Order” means any writ, judgment, decision, decree, award, order, injunction, ruling or similar order of any federal, state or local court or Governmental Entity, in each case that is preliminary or final.

 

Exhibit A - 1

 

 

Project Technology” means all Technology created, invented, or otherwise developed by one or more employees or contractors of either Party or any of its respective Affiliates, alone or jointly with employees or contractors of the other Party or any of its Affiliates, that results directly from performance under a Statement of Work of activities specified in that Statement of Work.

 

QPU Technology” means quantum integrated circuit chip or package Technology, including qubit specifications, allocation and spacing of qubit and tunable coupler devices, tunable coupler designs, modular qubit architectures including qubit-qubit couplers between die, fabrication details, materials stacks used in fabricating quantum processors, bonding details including cap designs, cap on-chip designs qubit, and qubit coupler Technology.
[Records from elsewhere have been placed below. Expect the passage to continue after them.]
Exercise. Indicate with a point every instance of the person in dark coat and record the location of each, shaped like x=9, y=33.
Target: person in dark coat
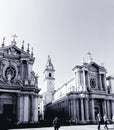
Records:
x=56, y=123
x=98, y=120
x=105, y=121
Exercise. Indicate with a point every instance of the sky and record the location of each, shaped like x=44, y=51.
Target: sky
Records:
x=64, y=29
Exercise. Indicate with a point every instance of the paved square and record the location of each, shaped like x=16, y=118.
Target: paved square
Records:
x=78, y=127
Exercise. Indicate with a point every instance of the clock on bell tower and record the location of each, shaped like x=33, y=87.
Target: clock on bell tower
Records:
x=49, y=82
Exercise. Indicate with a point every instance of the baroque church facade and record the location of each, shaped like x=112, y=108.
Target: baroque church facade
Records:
x=79, y=100
x=18, y=84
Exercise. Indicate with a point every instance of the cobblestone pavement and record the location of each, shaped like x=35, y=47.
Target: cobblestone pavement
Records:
x=81, y=127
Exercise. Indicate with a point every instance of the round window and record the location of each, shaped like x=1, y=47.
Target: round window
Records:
x=10, y=73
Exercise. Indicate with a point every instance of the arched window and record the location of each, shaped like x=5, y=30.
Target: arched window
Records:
x=49, y=74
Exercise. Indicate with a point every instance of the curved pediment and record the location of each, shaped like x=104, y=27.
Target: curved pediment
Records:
x=14, y=52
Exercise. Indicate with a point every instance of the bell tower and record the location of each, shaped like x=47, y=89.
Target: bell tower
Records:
x=49, y=82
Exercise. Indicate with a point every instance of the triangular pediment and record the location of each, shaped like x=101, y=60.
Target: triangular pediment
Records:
x=13, y=51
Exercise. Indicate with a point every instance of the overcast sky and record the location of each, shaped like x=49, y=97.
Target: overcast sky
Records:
x=64, y=29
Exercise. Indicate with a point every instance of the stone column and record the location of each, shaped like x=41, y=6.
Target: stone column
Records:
x=20, y=108
x=78, y=80
x=77, y=109
x=36, y=109
x=86, y=110
x=104, y=106
x=100, y=82
x=112, y=105
x=108, y=109
x=69, y=109
x=92, y=110
x=26, y=108
x=32, y=108
x=88, y=81
x=84, y=81
x=72, y=111
x=105, y=85
x=74, y=108
x=82, y=110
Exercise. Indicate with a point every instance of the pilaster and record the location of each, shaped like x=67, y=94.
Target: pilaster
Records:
x=82, y=111
x=92, y=111
x=86, y=110
x=20, y=108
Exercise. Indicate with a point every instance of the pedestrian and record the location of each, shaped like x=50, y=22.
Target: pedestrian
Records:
x=98, y=120
x=56, y=123
x=105, y=121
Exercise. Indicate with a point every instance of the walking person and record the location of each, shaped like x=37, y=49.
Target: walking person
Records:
x=56, y=123
x=105, y=121
x=98, y=120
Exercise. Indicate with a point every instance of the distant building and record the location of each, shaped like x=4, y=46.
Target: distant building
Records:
x=18, y=85
x=80, y=99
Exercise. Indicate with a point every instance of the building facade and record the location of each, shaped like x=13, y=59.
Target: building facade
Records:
x=18, y=84
x=79, y=100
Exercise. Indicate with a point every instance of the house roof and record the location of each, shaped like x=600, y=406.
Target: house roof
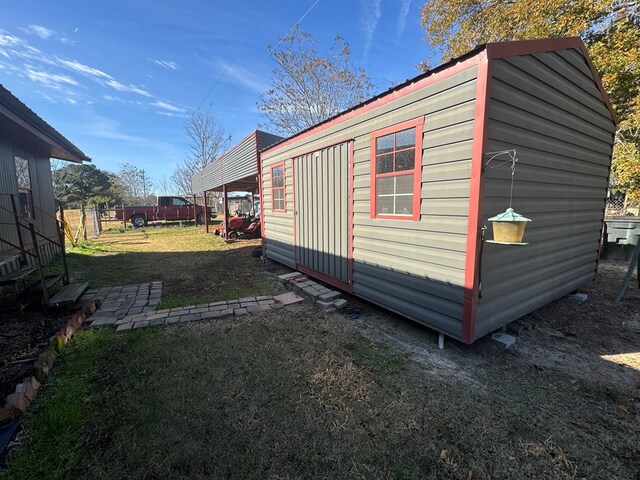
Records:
x=493, y=51
x=33, y=125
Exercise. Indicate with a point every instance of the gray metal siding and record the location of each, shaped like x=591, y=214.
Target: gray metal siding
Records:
x=413, y=268
x=549, y=108
x=322, y=211
x=42, y=192
x=240, y=162
x=265, y=139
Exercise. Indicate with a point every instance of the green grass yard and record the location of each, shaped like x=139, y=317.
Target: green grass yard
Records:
x=294, y=393
x=194, y=267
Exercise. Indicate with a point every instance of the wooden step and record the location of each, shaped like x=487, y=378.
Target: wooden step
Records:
x=68, y=294
x=17, y=275
x=50, y=281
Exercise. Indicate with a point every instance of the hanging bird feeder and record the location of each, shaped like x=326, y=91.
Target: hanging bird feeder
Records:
x=508, y=226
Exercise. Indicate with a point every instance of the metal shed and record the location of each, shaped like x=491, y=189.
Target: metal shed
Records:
x=388, y=199
x=234, y=170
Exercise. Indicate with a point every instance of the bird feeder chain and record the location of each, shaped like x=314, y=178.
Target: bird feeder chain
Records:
x=513, y=159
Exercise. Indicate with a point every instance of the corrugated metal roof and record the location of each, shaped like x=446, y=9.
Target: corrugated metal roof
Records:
x=61, y=147
x=521, y=47
x=238, y=166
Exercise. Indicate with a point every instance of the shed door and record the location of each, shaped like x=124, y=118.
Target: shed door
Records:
x=322, y=213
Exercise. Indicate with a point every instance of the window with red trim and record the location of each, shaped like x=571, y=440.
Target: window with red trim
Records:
x=277, y=188
x=396, y=160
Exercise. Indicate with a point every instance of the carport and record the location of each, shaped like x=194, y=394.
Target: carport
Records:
x=235, y=170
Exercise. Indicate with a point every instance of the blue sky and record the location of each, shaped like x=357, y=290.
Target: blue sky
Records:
x=117, y=77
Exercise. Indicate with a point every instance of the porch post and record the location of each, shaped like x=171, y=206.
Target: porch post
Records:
x=206, y=212
x=225, y=207
x=195, y=210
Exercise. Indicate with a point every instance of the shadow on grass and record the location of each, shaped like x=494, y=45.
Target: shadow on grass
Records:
x=188, y=277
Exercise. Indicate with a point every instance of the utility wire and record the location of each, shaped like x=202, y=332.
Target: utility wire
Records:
x=221, y=76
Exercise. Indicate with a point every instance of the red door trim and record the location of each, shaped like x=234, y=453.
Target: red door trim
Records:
x=324, y=278
x=383, y=99
x=348, y=286
x=352, y=190
x=471, y=276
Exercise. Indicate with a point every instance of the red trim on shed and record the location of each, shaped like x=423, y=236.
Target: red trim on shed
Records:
x=471, y=272
x=324, y=278
x=498, y=50
x=420, y=82
x=416, y=123
x=283, y=187
x=262, y=209
x=295, y=211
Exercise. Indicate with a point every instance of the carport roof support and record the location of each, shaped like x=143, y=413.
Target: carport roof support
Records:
x=237, y=168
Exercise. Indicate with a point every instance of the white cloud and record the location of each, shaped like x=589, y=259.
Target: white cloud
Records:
x=9, y=40
x=84, y=69
x=165, y=64
x=39, y=31
x=372, y=12
x=127, y=88
x=52, y=80
x=402, y=18
x=167, y=106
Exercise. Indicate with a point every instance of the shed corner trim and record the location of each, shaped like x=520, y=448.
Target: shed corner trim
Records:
x=471, y=276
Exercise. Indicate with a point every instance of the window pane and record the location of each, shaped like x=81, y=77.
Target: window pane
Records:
x=406, y=138
x=384, y=163
x=385, y=186
x=405, y=160
x=384, y=144
x=404, y=184
x=384, y=205
x=22, y=173
x=404, y=205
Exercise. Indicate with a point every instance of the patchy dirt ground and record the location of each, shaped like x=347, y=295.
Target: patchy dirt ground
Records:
x=22, y=339
x=597, y=341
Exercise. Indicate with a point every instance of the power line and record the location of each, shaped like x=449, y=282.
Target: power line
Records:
x=221, y=76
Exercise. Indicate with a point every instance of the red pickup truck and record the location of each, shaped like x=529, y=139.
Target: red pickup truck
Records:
x=167, y=208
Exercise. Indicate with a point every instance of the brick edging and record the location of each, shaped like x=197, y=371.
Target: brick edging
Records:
x=18, y=402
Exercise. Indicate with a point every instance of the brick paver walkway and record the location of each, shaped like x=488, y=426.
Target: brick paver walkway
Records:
x=118, y=302
x=133, y=306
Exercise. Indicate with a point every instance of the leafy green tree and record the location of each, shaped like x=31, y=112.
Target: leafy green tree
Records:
x=78, y=184
x=609, y=28
x=308, y=87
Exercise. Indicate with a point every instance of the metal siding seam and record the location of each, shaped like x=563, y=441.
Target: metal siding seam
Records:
x=388, y=97
x=263, y=217
x=295, y=209
x=471, y=277
x=351, y=207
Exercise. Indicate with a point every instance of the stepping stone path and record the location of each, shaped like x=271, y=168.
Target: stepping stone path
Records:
x=118, y=302
x=134, y=306
x=324, y=298
x=203, y=311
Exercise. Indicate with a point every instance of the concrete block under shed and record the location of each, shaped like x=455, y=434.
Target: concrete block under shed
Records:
x=579, y=297
x=503, y=340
For the avoidance of doubt “QPU Technology” will exclude any controller, coaxial cable, flex cable, or solely single flux quantum Technology.

 

Quanta Background Technology” means: (a) all Technology that Quanta or any of its Affiliates owns or controls on the Effective Date, and (b) all Technology created, invented, or otherwise developed by any Quanta Personnel or any one or more of its Affiliates after the Effective Date (other than Project Technology), or otherwise acquired by Quanta or any one or more of its Affiliates after the Effective Date (other than Project Technology).

 

Quanta Personnel” means employees and contractors of Quanta and Quanta’s Affiliates.

 

Rigetti Background Technology” means: (a) all Technology that Rigetti or any of its Affiliates owns or controls on the Effective Date, and (b) all Technology created, invented, or otherwise developed by any one or more Rigetti Personnel or any one or more of its Affiliates after the Effective Date (other than Project Technology), or otherwise acquired by Rigetti or any one or more of its Affiliates after the Effective Date (other than Project Technology).

 

Rigetti Personnel” means employees and contractors of Rigetti and Rigetti’s Affiliates.

 

Rigetti Product Roadmap” means the product roadmap documents provided by Rigetti to Quanta, as they may be updated or modified by Rigetti from time to time.

 

Technology” means any and all of the following: (a) works of authorship, including documentation, designs, files, records, and software code; (b) inventions (whether or not patentable), discoveries, improvements, and technology; (c) proprietary and confidential information, including technical data, trade secrets, know-how, algorithms, architecture, and techniques; (d) data compilations and collections; (e) tools, materials, designs, circuits, system integration schemes, methods, processes, devices, prototypes, schematics, specifications, bills of materials, net lists, mask works, test methodologies, verilog files, emulation and simulation reports, test vectors, and hardware and software development tools; and (f) all embodiments of the foregoing in any form and embodied in any media.

 

Third Party” means any entity that is not Rigetti or an Affiliate of Rigetti or Quanta or an Affiliate of Quanta.